В этой исторической комнате живёт теперь монах, учёный, занятый историей Палестины. Когда мы вошли, он сидел на передвижном кресле, у стола, заваленного письмами.

-- О, у брата Бартоломео огромная переписка! -- сообщил мне по дороге к нему словоохотливый настоятель, -- из нас это один, который не порвал ещё с миром. У него масса друзей в Риме, в Париже, в высшем обществе, и он получает много, очень много писем! Он пользуется там большим уважением.

И он произносил это "там" с таким жестом, словно речь шла о другом мире, о другой планете.

Красивый, средних лет монах. Умные, серые глаза с печальным взглядом. Молодое ещё, бледное, с тонкими и изящными чертами лицо и серебряные нити в волосах и бороде. Он встретил нас улыбкой, немножко грустной, как взгляд его прекрасных, добрых глаз, и приветливым жестом. Он разбит параличом, у него отнялись обе ноги, и он не двигается с кресла.

Пока он говорил по-итальянски, я решил:

"Это, наверное, итальянец".

Когда он заговорил на французском языке, чистом, правильном, удивительно изящном и красивом, я решил:

"Это француз".

Расспрашивая о впечатлении, которое производит на меня Восток, он сказал:

-- Мы, арабы...

Передо мной был представитель этого племени, такого гениального, такого несчастного. Когда-то владыки, теперь раба. Этого удивительного племени, создавшего науку, невежественного и безграмотного. Араб, в Яффе кидавшийся передо мной на колени и старавшийся поцеловать мне руку, чтобы получить лишний пиастр бакшиша, и этот учёный монах -- родные братья!

-- Вы жили в Париже?

-- Да, и в Париже. Я был там священником. У меня осталось там много друзей... Теперь всё это так далеко, так далеко... Знаете, словно стоишь на берегу моря, о который тихо плещется прибой. Где-то там, вдали, бури, ураганы, люди в ужасе молят Бога о спасении, на коленях, со слезами, молитвенно сложивши руки, -- стоны, вопли, гибнут корабли. А сюда всё это доносится в виде тихой, едва заметной зыби, которая чуть-чуть качает морскую гладь и еле плещется о берег. И в этом тихом плеске волн у ваших ног вы слышите сердцем вой и грохот разъярённых далёких волн.

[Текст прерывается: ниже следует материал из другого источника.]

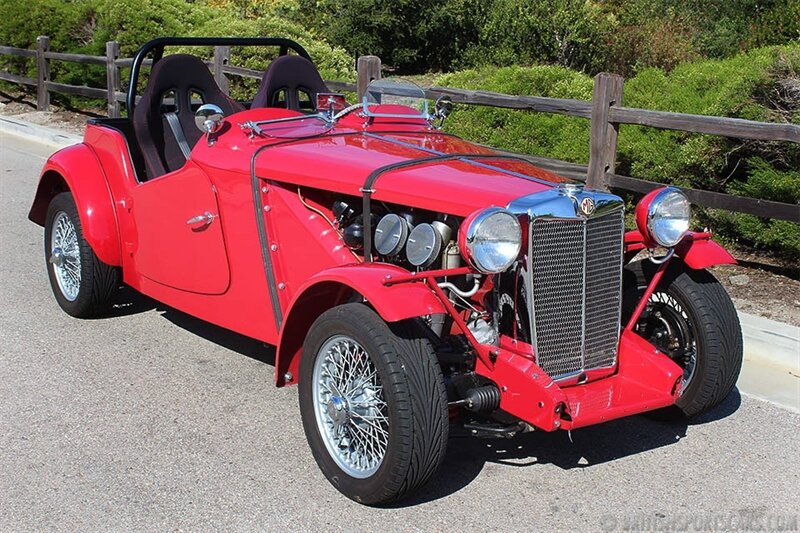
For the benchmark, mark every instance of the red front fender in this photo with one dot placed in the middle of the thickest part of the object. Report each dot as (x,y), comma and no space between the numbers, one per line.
(77,169)
(336,286)
(697,250)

Он говорил всё это тихим меланхолическим голосом, так шедшим к его красивому, печальному лицу, ко всей его фигуре, в которой было столько страдания.

-- Это всё, что соединяет меня с ними... с тем далёким миром, в который я попал, из которого я ушёл.

Он указал на письма.

-- Мои друзья не оставляют меня своими письмами. Просят совета... совета от бедного монаха, доживающего свой век в Аримафее! Я отвечаю им как могу... Они, впрочем, может быть, правы. Издали многое кажется яснее. Многое, что кажется нам таким большим, таким грандиозным, -- стоит отойти, покажется таким маленьким, достойным только улыбки.

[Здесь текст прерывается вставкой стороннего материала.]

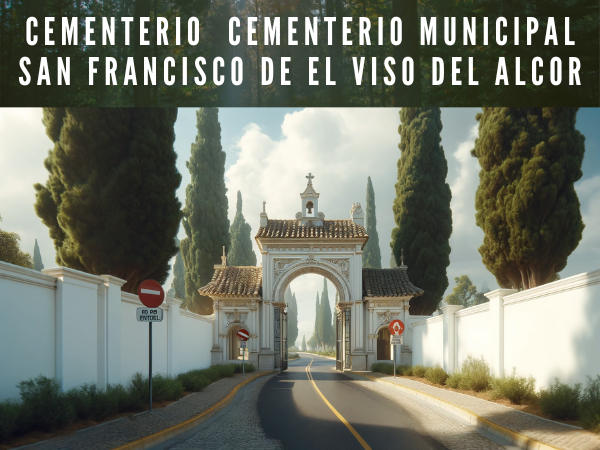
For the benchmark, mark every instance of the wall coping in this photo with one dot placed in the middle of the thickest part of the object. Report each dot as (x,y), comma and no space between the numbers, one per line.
(191,315)
(431,320)
(483,307)
(24,275)
(73,274)
(567,284)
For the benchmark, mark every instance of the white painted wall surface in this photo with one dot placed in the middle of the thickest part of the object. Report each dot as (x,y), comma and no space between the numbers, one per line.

И он смотрел с грустной улыбкой на эти письма, на эти маленькие листы почтовой бумаги, исписанные мелким, нервным почерком, пахнущие духами, на которые он отвечал своим красивым, крупным, ясным почерком.

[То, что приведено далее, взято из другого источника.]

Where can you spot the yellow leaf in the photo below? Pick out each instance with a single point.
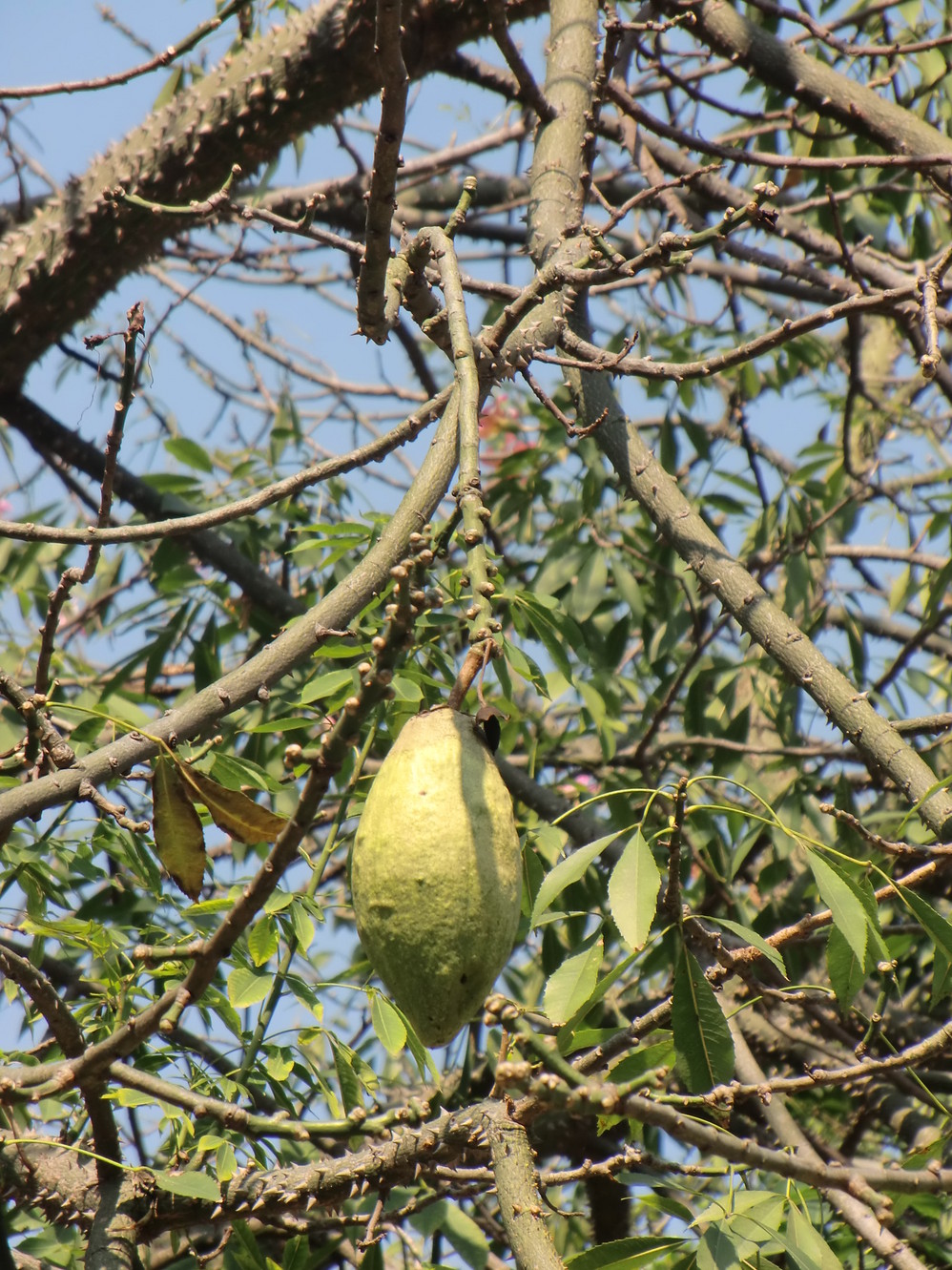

И я смотрел на эти письма, быть может, исповеди, полные греха, скорби и муки. Какой контраст с теми большими листами, на которых он писал свои ответы, этот далёкий оракул светского Парижа. Эти салоны, героини Бурже и Прево, разбитые нервы, тело, жаждущее греха, и измученная его грехами душа. Это общество, такое больное, с такой сложной психологией, и эти письма из Аримафеи, эти мысли отшельника, такие простые, кроткие и ясные...

-- Да, да, трудно жить там. И люди часто в отчаянии обращаются к стоящим вдали: "Да что же, что делается у нас? Скажите, -- вам со стороны виднее".

И он продолжал смотреть на эти письма растроганный, с глазами, подёрнутыми слезами, -- этот араб из Дамаска, мальчик, подобранный на улице католическими миссионерами, человек, которого судьба забросила в Париж, духовник большого света, бежавший сюда, в Аримафею из города, наполнявшего его сердце ужасом...

Снова стук колёс по каменистой дороге, гортанные крики кучера-араба, толпа мальчишек, бегущих за экипажем с букетами полевых цветов, изумрудные поля направо и налево и синие горы Иудеи впереди.

Я уезжал из Рамле, и всё, что я пережил, видел, перечувствовал здесь, казалось мне сном. И маленький монастырь, населённый старичками, и эти старые дети, живущие словно в другом мире, и тишина садов родины Иосифа, и этот монах, со скорбною улыбкой перечитывающий письма из далёкого, далёкого мира. Всё это снова казалось сном, который приснился мне в весеннюю, звёздами блещущую ночь, среди изумрудных долин Иудеи.